Hemingway’s observational prose wove an interesting narrative.  I was keenly impressed by the way he strung short, simple phrases together to create an overall picture of characters and scenes.  His most impressive were the telling facts.  He gave short snapshots that, at first glance, begged the question, “What more is there that he omitted?”  Truly, omission can be a great tool for spurring the imagination.

On a narrative level, I felt a progression of hope in the book.  Starting in a bankrupt Paris, the main character and narrator, Jake, makes his way toward Pamploma, Spain to see the annual bull fights.  The hope and restfulness of the narrative climaxes in his fishing excursion to Roncesvalles.  From there, Jake and his friend, Bill, progress to Pamploma for the grand fiesta, highlighted with bull-fighting And an inordinate amount of drinking.  Although they was drinking throughout the story, it is depicted with such elegance and almost a harmlessness.  The amount of drinking is simply wreckless; sometimes it was wreck-full drinking.  Spain’s heritage of bull-fighting carries with it a depiction of mystery, honor and dignity.  However, Jake is more at home in France, where people responded more directly to money.   There were no other deeper codes.

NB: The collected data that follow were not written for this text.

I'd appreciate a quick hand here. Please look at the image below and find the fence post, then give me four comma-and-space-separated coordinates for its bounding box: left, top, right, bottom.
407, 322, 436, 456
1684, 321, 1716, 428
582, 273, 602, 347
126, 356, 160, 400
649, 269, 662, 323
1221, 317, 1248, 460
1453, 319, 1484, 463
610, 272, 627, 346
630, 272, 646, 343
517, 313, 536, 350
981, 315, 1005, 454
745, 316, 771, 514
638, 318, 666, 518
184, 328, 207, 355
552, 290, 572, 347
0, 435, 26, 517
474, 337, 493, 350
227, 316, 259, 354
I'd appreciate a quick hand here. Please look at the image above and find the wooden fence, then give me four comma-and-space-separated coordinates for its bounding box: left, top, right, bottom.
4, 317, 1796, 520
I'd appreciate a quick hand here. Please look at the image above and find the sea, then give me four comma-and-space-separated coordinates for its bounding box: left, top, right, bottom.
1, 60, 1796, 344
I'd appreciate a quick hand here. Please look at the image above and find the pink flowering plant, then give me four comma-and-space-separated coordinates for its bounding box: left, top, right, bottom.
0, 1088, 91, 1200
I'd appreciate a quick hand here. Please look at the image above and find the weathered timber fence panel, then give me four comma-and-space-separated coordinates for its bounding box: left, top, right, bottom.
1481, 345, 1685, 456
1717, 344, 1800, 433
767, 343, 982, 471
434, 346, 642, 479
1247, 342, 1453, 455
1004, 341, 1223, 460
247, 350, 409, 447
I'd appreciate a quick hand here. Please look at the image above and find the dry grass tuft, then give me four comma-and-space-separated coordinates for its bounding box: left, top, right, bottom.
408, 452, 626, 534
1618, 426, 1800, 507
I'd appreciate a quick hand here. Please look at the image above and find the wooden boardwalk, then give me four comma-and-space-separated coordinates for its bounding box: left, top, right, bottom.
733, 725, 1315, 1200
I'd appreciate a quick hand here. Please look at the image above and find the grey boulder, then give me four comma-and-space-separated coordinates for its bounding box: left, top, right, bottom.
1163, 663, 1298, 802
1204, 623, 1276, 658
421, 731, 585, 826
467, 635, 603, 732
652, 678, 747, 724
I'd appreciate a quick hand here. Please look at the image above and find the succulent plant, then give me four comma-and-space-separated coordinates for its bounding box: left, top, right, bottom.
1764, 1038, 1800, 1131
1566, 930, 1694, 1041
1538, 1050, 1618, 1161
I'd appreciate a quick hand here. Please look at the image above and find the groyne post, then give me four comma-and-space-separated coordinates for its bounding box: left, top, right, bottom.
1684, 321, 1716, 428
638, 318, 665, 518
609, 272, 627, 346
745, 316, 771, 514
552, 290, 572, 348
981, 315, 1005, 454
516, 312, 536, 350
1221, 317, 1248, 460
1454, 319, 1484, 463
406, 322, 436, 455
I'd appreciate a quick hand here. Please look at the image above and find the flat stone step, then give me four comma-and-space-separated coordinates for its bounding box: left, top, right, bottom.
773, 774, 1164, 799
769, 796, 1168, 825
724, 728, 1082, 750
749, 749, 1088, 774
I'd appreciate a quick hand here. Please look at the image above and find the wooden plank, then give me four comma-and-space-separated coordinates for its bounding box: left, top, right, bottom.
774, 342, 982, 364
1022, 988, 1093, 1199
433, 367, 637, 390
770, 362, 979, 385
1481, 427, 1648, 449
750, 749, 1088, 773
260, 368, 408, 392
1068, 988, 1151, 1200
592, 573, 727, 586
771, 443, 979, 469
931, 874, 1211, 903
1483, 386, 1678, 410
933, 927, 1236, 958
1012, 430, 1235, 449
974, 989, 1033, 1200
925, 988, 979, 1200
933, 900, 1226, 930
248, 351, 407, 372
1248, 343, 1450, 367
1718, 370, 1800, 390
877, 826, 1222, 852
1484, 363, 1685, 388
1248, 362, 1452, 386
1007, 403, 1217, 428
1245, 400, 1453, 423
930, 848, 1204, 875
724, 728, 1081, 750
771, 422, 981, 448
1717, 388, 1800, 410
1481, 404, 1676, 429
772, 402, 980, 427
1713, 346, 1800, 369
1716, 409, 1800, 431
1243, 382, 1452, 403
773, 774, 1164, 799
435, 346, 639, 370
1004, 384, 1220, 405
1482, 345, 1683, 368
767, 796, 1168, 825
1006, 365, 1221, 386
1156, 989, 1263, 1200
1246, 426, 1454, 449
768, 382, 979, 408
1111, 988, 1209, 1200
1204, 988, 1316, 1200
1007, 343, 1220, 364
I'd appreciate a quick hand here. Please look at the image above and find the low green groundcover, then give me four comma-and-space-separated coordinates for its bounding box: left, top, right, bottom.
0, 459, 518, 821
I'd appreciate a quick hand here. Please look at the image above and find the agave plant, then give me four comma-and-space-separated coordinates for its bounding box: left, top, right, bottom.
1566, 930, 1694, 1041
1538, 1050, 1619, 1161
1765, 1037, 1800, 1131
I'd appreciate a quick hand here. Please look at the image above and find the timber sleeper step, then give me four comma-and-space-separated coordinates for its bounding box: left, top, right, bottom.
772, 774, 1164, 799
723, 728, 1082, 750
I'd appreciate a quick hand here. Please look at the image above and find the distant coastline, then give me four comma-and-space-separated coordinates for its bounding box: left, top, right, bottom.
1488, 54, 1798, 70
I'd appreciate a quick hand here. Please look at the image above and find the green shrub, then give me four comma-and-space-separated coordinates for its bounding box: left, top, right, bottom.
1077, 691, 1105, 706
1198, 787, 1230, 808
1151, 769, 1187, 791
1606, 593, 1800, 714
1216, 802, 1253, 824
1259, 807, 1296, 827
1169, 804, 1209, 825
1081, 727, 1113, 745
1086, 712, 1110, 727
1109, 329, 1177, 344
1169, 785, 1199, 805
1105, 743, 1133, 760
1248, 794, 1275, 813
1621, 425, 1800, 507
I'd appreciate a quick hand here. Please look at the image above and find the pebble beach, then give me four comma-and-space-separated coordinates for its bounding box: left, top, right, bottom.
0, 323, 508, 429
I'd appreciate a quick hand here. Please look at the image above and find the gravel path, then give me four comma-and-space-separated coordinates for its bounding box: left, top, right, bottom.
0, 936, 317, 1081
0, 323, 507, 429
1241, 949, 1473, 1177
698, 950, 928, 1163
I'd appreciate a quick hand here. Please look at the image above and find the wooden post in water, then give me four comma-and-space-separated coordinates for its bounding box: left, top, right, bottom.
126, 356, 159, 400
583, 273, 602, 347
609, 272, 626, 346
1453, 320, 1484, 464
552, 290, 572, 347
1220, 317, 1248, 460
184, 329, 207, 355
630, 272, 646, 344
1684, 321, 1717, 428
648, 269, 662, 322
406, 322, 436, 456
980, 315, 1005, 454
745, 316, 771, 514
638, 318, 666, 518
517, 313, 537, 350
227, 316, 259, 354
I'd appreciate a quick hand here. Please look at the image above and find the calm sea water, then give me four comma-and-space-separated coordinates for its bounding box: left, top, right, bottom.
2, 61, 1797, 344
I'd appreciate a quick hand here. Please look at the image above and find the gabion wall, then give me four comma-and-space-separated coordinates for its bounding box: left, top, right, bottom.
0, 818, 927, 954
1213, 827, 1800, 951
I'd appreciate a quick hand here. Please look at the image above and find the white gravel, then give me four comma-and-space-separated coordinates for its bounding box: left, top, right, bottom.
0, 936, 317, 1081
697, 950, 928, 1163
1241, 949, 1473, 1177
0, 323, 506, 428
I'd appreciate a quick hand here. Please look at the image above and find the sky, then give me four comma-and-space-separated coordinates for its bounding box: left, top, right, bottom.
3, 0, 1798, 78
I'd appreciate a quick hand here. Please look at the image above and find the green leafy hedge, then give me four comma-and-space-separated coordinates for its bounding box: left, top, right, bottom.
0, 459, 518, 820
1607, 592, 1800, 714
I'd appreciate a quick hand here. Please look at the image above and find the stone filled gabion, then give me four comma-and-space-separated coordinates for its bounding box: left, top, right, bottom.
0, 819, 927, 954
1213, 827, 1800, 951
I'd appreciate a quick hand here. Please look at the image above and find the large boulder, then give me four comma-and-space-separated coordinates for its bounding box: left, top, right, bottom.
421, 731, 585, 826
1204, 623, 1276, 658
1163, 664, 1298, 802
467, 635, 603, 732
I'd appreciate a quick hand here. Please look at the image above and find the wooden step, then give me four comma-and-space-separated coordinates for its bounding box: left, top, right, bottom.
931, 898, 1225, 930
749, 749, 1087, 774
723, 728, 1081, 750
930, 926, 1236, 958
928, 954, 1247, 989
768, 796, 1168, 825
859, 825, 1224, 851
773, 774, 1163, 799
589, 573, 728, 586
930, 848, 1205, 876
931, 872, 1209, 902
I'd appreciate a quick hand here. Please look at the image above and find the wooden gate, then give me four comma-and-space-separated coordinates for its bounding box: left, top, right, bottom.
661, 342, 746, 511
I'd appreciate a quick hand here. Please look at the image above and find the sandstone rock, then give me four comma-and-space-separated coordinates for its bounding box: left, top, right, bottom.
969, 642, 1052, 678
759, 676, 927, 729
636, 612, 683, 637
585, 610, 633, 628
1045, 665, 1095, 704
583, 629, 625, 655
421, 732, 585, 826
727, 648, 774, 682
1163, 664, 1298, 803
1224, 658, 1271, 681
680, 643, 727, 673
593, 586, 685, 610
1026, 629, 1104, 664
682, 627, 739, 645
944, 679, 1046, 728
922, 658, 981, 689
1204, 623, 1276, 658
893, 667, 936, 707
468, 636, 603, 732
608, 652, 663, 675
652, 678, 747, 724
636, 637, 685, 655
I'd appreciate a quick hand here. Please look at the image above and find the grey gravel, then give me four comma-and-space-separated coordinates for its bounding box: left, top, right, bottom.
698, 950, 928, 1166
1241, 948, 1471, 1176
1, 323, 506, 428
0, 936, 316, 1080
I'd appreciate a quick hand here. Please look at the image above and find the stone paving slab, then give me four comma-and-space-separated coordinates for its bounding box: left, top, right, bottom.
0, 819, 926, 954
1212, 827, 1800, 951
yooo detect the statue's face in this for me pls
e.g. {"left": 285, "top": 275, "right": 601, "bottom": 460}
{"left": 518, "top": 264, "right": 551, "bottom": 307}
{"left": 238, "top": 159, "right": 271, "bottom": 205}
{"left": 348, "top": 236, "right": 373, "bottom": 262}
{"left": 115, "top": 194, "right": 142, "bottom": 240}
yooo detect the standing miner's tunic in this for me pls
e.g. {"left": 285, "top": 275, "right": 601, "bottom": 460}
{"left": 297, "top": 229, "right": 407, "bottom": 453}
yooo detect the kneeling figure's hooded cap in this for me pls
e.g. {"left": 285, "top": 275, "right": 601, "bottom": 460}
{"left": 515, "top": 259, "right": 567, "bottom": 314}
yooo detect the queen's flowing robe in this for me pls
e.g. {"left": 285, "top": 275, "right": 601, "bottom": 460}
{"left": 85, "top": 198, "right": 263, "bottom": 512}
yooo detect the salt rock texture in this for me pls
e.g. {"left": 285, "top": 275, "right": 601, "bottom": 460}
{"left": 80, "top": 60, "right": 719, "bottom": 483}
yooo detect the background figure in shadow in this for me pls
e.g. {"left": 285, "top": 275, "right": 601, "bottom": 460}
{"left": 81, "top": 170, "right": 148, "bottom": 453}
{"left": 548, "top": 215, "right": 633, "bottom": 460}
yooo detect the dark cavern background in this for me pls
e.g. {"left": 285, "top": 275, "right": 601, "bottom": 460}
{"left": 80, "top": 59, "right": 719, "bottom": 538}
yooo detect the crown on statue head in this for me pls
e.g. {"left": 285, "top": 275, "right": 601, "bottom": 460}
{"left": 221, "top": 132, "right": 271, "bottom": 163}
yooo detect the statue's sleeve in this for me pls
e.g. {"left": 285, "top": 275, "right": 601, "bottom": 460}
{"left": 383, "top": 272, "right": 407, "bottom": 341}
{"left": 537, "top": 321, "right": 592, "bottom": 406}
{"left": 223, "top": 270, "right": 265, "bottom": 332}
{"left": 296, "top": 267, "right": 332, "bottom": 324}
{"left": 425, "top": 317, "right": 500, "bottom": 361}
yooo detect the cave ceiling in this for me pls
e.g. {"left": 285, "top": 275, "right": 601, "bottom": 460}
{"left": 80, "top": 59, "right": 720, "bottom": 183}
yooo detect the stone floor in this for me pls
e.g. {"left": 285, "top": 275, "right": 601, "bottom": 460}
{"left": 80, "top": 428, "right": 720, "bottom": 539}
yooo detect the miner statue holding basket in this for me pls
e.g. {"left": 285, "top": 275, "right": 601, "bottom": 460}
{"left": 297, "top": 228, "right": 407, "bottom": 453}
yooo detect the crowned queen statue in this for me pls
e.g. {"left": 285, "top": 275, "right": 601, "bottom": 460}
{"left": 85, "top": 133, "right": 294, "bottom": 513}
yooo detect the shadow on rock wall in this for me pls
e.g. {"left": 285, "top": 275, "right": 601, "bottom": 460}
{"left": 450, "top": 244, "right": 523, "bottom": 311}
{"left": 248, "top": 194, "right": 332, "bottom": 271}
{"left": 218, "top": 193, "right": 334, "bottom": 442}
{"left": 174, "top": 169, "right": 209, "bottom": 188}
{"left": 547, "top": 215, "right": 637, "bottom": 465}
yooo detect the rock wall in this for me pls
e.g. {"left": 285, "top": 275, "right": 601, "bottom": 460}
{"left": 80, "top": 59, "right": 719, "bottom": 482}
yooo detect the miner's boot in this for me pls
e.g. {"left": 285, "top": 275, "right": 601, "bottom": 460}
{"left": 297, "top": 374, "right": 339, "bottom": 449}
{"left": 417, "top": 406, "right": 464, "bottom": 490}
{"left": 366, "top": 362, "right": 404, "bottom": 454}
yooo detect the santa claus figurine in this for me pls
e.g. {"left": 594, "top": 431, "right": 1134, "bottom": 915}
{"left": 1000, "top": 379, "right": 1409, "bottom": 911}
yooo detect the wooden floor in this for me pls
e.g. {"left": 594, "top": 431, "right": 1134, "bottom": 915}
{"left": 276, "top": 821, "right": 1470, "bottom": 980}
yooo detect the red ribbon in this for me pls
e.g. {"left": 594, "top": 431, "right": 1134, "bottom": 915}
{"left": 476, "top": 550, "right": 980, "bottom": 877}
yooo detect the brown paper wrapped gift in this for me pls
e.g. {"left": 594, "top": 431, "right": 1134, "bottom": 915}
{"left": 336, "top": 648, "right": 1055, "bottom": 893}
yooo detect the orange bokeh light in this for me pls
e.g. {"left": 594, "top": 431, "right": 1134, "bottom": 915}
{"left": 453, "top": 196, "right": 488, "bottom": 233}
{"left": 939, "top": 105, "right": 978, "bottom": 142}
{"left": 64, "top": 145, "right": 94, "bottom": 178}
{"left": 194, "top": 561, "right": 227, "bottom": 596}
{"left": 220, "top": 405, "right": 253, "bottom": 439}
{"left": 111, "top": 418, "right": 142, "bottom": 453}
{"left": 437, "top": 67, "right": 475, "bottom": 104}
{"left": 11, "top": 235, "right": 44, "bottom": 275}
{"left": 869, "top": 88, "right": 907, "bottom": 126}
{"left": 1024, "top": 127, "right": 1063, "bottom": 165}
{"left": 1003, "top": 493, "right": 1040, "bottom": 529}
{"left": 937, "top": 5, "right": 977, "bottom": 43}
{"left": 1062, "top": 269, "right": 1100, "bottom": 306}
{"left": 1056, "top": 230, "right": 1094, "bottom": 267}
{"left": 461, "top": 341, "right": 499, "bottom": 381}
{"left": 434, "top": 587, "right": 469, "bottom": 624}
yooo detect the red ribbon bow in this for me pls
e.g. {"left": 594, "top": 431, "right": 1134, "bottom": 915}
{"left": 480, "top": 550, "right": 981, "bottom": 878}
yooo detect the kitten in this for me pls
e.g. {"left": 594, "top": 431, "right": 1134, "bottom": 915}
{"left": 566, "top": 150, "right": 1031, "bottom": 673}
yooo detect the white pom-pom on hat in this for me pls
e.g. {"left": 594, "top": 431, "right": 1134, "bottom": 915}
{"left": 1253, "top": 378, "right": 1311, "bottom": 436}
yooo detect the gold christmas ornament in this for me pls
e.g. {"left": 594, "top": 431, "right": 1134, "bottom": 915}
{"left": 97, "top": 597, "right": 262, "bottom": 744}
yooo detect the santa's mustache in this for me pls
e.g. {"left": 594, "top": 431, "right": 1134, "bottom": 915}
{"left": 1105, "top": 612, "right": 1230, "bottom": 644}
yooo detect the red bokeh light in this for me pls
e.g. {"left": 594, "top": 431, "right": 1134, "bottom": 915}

Overall, the story left me with a satisfied longing.  The characters avoidance of true depth strikes a chord with me.  I related to their tiresome searching.  Despite all the festivities, libations and relationships, none of the characters seemed fulfilled.  All were left longing.  That is where I was at the end of the story.  Longing for more; more for them.  From Hemingway, I learned that simple observations can be very helpful in creating a scene.  Also, I appreciated the gradual progression or movement of his story that acheived an effect, rather than definite closure.  I must nod my head to his ‘Tour de France’ references toward the end.  It was then, that I wondered about his influence on Dugard, who also wrote a story as an American on French soil.